Oh! Hi there!

I fell off the map, huh?

Things are getting a bit hectic over here.  I’ve been super busy prepping for my summer, for moving, for Lakes of Fire, etc.  Everything is about to happen for me, and the only I can keep myself from freaking the frak out is to put my head down and hyper focus.  I’m out in less than two months, but I started packing a month ago just to calm my nerves.

I had a minor heart attack when I had to drop my application in the mail.  I watched it slip away through the slot and had a moment of panic – do I really want to do this?  What will happen if I get rejected?  What will happen if I get accepted??  And then I had to remind myself that it’s in the mail now, and Hermes will see it safely to it’s destination and whatever happens beyond that is out of my control now.

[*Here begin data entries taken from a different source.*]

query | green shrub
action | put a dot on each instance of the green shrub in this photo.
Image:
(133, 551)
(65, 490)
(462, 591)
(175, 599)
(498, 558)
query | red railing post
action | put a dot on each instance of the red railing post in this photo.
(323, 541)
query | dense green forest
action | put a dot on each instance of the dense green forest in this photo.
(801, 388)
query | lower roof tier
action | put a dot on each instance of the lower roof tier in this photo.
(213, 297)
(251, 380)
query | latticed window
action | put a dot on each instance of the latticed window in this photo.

People have been asking where I’m moving – and I just shrug my shoulders and say “I really don’t know,” with a smile on my face.  The smile isn’t all for show – a bit of me is very excited to be taking this gigantic leap of faith, and I love that, at least financially, I can stay afloat for a while.  Years of planning is coming to fruition.  Granted, there is a larger piece of me that is screaming and attempting to hit the brakes – HOW DO YOU NOT KNOW WHERE YOU ARE GOING???

I’m pretty sure I would be mostly fine if it were just me.  Trying to prep a 9 year old for the whirlwind adventure that’s looming has been a bit difficult.  She’s all gung-ho about it, don’t mistake me – just trying to make sure she feels safe and secure (and is both) throughout the whole thing is added stress.  I have slept in airports and bus stations and gone hungry for a couple days at a time because I was poor and traveling.  Subjecting a child to that is a whole different story.

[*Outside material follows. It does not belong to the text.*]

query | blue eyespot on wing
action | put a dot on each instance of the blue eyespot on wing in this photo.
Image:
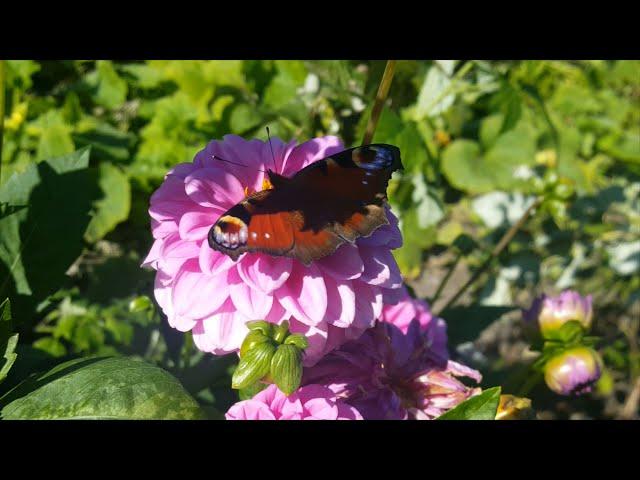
(377, 157)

This past weekend, Gothee House hosted a fundraiser to get the camp materials, sound systems, and whatnots to Lakes of Fire and to a smaller extent Burning Man this year.  The fundraiser consumed much of my free mental space in the last couple weeks, and over the weekend I was experiencing dramatic fluctuations between giddy and raging mad.  The party happened, the shows were great, the merch sold, as did the booze, and the dancing was phenomenal.  Everyone was brilliant.

And, now I can take a deep breath and take stock of the wreckage.  What’s next?

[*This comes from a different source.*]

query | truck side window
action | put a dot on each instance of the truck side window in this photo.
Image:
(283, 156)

I’m knitting up a storm, but have recently been so lackadaisical with my commitment that I’ve been a bit embarrassed to write about it.  Startitis?  Or trying to keep the sanity in check?

I’m still packing, but I’m hesitant to reveal the plans because – there aren’t any plans yet.

I’m just sitting here, just out of site, reciting to myself over and over again what needs to be done.  If I focus, I can get through it.